Under the project, both EU and national experts have scoured existing planning documents and processes in Georgia.
“Our findings have helped us in scenario building, while we have been able to identify key stakeholders important to the process. We also found that demand, economic indicators, interconnections, and resources should all be the focus in the planning process,” said Sebastian Stepanescu as Key Expert.
Currently this information is only partly available, which makes planning difficult. Furthermore, the identification of key stakeholders such as policy makers, regulator, system operators, and universities contributes to this scenario building.
Figure 2: Scenario building set up and key stakeholders in the planning process
Scenario building is sustained through cooperation between the system operator and other stakeholders. This support should ensure that Georgia is on the right path.

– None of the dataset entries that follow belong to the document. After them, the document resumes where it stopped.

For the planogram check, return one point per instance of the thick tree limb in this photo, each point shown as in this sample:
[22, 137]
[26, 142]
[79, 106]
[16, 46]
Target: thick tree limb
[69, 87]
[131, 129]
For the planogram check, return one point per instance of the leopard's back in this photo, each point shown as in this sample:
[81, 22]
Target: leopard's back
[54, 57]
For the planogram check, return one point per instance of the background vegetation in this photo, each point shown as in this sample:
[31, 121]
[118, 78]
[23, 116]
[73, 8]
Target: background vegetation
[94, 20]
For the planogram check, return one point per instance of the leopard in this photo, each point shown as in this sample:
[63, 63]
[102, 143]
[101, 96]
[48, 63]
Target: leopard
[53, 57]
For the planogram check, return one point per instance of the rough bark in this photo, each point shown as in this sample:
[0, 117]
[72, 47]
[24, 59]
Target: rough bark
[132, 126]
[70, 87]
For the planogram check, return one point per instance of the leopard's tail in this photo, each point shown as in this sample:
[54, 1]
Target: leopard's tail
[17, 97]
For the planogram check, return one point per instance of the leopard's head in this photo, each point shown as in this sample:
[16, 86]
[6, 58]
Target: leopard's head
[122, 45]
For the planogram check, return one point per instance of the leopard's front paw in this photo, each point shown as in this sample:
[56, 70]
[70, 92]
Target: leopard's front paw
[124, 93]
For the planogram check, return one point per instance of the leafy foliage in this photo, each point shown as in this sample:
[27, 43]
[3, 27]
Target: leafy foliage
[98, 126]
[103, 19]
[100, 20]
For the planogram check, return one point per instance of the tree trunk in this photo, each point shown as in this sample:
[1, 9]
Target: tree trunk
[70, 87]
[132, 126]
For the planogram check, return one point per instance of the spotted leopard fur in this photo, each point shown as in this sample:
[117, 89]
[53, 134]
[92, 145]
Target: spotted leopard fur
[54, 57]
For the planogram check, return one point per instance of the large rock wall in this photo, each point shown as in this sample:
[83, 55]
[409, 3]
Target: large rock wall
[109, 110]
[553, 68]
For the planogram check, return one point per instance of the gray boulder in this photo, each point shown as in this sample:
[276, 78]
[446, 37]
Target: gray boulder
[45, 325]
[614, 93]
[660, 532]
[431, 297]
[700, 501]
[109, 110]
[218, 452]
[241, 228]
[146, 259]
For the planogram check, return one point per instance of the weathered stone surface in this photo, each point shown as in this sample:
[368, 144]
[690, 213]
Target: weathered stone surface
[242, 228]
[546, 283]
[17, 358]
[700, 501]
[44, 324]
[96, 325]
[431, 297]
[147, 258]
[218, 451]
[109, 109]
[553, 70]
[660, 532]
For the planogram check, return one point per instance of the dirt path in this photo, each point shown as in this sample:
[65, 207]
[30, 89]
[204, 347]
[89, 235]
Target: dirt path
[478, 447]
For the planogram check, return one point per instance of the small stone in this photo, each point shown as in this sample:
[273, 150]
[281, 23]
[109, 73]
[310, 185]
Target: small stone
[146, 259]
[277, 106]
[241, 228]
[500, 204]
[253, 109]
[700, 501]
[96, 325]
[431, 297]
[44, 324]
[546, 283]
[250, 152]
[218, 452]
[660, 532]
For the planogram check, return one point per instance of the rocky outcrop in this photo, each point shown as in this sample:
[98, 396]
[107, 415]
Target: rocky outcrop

The team has also identified multiple benefits associated with long-term planning. These include seamless integration with future technologies, a better overview of the country’s development potential and various societal benefits, including to the environment. These benefits are important as they address the needs and welfare of Georgia’s society.
Training and study visits
The project saw several training events for GSE experts being organised. In addition, the proposed planning processes were discussed in detail and applied to the Georgian situation. Finally, a study visit to German System Operator 50Hertz took place in July 2019, during which GSE experts learned about procedures, stakeholder involvement and other items from their counterparts.
The 18-month EU-funded ‘’Support to Georgian State Electrosystem in implementation of new energy sector regulations in Georgia’’ project was launched in March 2019. The project comprises a consortium of companies: EGI (Germany) and LDK (Greece). The goal is to strengthen the capacity of GSE so that it can introduce the necessary electricity market reform process in full compliance with the EU acquis.